Ultimately postmodernism cannot grab hold of the One who “makes all things new” including this world of sin and death. Not that I am saying there are no postmodern Christians, that is not true. But postmodernism as a formal project of resisting objective, universal truth claims, is ultimately incommensurate with the God who is the Way, Truth, and Life.
But this does not mean we need fear postmodernity. In fact, postmodernity shows us people hunger for righteousness, they reject the modernist notion of “progress” where knowledge and science would make us better people, and they embrace people as people, flawed, broken and waiting, waiting for the good to come. Postmodernity undermines hierarchy by showing us we all suffer from the same predicament, that we are all broken, hurt longing, ignorant and in need rescue.

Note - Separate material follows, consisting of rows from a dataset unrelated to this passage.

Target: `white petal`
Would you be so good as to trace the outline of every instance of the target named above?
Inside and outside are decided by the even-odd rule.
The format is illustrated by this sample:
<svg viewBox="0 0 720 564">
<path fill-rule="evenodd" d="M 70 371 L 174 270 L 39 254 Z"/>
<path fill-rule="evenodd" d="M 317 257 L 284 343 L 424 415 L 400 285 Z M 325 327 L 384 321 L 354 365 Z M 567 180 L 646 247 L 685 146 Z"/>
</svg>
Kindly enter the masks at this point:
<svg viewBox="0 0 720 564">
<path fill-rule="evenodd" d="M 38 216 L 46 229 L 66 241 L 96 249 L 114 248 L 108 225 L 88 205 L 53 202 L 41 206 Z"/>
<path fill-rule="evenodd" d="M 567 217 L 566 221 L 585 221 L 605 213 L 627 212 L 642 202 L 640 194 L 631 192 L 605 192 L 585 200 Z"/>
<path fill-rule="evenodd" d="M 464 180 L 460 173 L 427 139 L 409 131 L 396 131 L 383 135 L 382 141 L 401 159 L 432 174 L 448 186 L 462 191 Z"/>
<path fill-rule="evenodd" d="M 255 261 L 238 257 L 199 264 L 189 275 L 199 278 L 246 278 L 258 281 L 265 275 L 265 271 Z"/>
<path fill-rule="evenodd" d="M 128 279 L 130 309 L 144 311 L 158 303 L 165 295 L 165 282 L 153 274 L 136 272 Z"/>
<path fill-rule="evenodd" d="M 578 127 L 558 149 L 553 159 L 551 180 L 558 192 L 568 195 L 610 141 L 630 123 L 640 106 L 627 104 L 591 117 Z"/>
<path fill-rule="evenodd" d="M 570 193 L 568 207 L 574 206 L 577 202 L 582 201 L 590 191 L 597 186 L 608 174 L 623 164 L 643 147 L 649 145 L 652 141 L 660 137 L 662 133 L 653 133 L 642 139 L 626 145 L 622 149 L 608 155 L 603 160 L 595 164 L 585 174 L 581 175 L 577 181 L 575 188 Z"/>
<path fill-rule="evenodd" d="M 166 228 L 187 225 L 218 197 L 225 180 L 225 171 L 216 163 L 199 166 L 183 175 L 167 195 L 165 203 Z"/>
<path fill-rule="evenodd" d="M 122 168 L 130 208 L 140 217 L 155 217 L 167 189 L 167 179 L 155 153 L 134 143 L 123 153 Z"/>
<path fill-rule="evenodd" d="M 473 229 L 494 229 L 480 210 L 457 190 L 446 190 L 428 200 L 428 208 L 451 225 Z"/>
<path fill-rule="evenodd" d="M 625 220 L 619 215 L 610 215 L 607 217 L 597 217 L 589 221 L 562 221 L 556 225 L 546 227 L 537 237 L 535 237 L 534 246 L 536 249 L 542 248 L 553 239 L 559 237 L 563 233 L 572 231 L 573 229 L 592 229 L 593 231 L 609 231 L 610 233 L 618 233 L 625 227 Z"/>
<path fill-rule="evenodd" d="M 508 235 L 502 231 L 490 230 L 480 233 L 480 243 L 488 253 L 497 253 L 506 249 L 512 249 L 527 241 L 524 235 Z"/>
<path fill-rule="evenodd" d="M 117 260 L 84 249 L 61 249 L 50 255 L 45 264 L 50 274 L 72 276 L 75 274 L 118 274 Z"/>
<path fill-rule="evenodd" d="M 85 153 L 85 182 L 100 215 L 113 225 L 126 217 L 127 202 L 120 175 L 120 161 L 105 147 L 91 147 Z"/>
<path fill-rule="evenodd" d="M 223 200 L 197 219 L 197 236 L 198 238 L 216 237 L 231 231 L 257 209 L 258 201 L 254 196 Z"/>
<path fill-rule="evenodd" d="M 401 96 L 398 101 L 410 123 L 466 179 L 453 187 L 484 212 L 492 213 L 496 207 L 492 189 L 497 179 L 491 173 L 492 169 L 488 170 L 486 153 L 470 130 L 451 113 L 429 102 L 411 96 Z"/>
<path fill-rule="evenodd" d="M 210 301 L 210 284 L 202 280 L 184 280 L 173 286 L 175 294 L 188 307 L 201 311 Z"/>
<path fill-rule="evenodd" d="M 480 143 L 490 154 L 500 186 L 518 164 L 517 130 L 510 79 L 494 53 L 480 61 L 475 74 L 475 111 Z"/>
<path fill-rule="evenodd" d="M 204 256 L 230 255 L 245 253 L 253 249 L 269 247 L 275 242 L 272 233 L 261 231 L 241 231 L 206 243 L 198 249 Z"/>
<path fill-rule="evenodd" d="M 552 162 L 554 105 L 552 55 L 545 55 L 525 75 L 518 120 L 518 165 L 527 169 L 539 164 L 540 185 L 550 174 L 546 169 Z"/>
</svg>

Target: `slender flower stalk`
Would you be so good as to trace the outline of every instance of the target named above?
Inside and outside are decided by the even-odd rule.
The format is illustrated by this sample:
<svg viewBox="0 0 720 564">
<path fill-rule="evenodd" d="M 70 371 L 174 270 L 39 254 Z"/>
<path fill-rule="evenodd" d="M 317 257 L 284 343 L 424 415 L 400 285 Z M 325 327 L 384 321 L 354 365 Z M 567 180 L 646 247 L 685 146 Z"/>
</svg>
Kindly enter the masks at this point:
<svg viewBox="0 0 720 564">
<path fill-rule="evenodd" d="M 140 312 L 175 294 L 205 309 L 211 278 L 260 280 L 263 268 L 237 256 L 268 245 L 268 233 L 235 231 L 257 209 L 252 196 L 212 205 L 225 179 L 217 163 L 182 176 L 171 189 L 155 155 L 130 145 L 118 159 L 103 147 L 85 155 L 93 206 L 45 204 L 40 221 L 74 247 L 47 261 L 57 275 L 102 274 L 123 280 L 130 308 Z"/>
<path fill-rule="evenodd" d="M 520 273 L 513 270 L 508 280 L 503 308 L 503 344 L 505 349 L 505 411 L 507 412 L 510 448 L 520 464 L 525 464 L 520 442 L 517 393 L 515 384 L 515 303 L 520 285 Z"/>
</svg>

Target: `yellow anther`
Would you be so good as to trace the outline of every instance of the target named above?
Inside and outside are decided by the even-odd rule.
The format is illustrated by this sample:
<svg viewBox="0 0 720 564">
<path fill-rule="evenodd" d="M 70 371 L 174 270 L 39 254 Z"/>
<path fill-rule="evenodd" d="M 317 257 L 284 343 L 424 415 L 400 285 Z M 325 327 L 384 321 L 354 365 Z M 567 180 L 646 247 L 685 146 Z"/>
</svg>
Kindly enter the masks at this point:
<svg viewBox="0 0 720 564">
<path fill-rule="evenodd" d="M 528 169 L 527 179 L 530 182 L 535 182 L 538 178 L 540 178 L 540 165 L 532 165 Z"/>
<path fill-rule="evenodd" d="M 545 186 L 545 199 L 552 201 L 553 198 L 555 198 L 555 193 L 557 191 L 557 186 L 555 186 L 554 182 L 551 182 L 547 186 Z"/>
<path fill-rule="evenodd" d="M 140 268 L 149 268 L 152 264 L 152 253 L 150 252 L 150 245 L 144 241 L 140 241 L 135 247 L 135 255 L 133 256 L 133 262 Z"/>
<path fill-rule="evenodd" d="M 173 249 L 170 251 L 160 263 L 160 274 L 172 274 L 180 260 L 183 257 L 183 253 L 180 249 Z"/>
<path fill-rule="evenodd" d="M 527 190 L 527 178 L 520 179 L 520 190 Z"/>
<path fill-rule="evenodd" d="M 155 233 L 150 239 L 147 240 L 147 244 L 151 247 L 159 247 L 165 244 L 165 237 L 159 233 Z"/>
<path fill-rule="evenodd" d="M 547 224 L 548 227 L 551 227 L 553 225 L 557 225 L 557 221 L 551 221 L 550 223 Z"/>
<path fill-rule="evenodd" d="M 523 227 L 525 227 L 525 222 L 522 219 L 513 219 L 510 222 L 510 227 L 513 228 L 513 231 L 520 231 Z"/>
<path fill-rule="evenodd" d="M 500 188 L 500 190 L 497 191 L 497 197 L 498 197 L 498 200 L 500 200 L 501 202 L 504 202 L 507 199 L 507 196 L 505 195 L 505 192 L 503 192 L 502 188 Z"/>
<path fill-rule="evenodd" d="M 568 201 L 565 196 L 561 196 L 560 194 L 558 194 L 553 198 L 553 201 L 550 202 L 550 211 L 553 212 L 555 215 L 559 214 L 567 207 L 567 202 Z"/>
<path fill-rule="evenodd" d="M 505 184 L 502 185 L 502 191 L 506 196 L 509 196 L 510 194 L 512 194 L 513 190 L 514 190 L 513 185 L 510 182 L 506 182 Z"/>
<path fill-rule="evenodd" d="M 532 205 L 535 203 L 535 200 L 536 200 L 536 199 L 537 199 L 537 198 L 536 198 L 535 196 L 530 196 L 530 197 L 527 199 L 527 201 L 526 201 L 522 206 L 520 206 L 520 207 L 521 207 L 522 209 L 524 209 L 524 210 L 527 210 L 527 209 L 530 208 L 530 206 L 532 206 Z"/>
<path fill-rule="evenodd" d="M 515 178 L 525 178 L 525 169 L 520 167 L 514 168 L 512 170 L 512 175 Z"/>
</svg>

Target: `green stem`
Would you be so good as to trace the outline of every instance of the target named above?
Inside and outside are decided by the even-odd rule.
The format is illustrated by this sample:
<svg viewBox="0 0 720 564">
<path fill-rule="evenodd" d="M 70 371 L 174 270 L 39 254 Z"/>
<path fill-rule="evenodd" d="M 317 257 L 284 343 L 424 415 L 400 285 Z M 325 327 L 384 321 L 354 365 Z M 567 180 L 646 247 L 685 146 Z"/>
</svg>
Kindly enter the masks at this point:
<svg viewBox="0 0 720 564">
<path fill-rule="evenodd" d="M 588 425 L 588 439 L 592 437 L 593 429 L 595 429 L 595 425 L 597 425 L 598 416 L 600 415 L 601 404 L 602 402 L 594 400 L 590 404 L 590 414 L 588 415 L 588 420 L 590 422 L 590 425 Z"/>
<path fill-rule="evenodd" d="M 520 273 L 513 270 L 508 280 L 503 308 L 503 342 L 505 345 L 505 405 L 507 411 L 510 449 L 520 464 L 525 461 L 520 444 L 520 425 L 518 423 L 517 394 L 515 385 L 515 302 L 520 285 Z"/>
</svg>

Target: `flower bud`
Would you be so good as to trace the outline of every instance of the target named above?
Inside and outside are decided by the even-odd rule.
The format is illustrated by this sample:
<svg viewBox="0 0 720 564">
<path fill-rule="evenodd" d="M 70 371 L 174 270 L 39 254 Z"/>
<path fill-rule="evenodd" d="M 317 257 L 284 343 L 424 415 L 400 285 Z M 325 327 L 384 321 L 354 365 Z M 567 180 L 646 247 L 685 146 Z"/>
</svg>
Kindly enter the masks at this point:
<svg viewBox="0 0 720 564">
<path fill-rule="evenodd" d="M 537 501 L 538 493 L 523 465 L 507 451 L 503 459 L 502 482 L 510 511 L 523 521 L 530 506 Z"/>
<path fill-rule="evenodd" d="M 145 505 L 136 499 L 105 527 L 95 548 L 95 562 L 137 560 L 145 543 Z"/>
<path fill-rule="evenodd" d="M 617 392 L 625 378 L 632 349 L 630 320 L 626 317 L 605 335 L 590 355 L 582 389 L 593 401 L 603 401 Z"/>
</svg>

We can offer that hope to hearts longing for rescue. Christianity is primed to speak to postmodern hearts because it has always been the religion of the cross, of the rejected, the Innocent who bears the guilt of the “other,” the promise of a Father who will bring justice, love, and a lasting home. Amidst the brokenness of our lives, amidst the power structures and manipulation, the violence, racism, hurt, and binaries of totalizing side-picking, comes the God who breaks in, who shares our flesh, who carries our burdens, who bears our sins, who exchanges our shame for his glory and calls us to be the very light of the world-a light that is not ours but his, gifted to us for use to undermine the darkness which cannot stand against it. So let us be that light. The world is hungry for salvation. Be the city on a hill, let your light shine, show the world its Savior. Preach, teach, baptize. Trust, pray, proclaim, repent, believe. And Come Lord Jesus. Yes, Lord, come.